Minify before you uglify, you stupid!

“You’ll have to ng-minify the code before you uglify it, you stupid git!”

– I have to make it smaller before I make it uglier?

– Stupid!! The ng-minify makes the code bigger, but the real beauty is in the ugly. What did you use to stich the code? Cram? Gulp’s Cram or Grunt …? And AMD-loader? Oh, curl.js … I like RequireJS better. Because of the upper case abbreviation of JavaScript and the nostalgic legacy code base. The Cobol of AMD-loaders. But you had a good look at those SHA1 hashes before you let that Bower cat drag any of that npm shit into the house, right? Those GitHub gists cannot be trusted with the simplest goto statement.

– I did some consulting work for npm’s PR department once. Came up with a couple of slogans. “If it works today, try tomorrow!” and “Ask again and you might get a different package even if the name and version is identical!” They didn’t use them. Or hire me again.

– The code got smaller, alright. But now it spews out errors impossible to understand.

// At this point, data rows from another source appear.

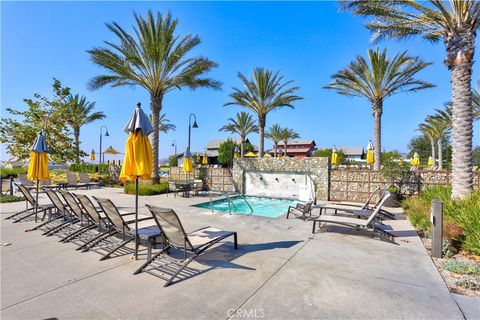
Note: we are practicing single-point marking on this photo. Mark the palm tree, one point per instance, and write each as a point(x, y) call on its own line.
point(274, 133)
point(377, 79)
point(155, 58)
point(264, 92)
point(79, 113)
point(456, 23)
point(288, 134)
point(243, 125)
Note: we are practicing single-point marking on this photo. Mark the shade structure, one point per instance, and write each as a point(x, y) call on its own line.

– Source maps, dude! You’ll have to generate source maps and tell the browser so the code will look exactly like if you didn’t do any of that shit. Just pull it into your Node.js build pipes … There, there … Yea, there and there … and there. A reset there, yea! See, easy. Now set up a LiveReload server and a watch task, grab some pop corn and watch all those errors float by at the very moment your chubby fingers code ’em into the terminal. My answer on this very subject got voted The Answer Of 2013 on stackoverflow (notice: all lower case and the clever use of boldie) so this I know, this I know.

– But the application still doesn’t work!

– That’s because you didn’t test it, idiot! Grab BusterJS and you’re good to go. Made by those Norwegian geezers. Not to be mistaken with Buster the dog or the clown or any framework with lower case js. BusterJS. Or you can have a runsie with Jasmine or Karma. If you like pink … I’m now being told that it’s really named Buster.JS. That dot makes all the difference.

– Oh, you use AngularJS?! Yea, I know it’s got all the right upper cases, but it is the mother load of horse shit turning that nice markup into some turd Tim Berners-Lee’s mother wouldn’t love.

–  So that is why it doesn’t work?

– No, it still would have sucked pineapples even if you used Ember.js or jQuery or, God forbid, Backbone.js. Or any of the other names I picked up from Wikipedia.

– …. so, how do I get the application up and running?!

– Well … you could give Clojure a go. Yes, with j, not s. And with a whole new set of problems. It has ClojureScript. That generates … JavaScript. And you will make Rich Hickey even richer.

– You really believe all that name dropping will give you any SEO creds with the algo Gods at Google?

– A man got to dream the dream. Even uglified. And minified.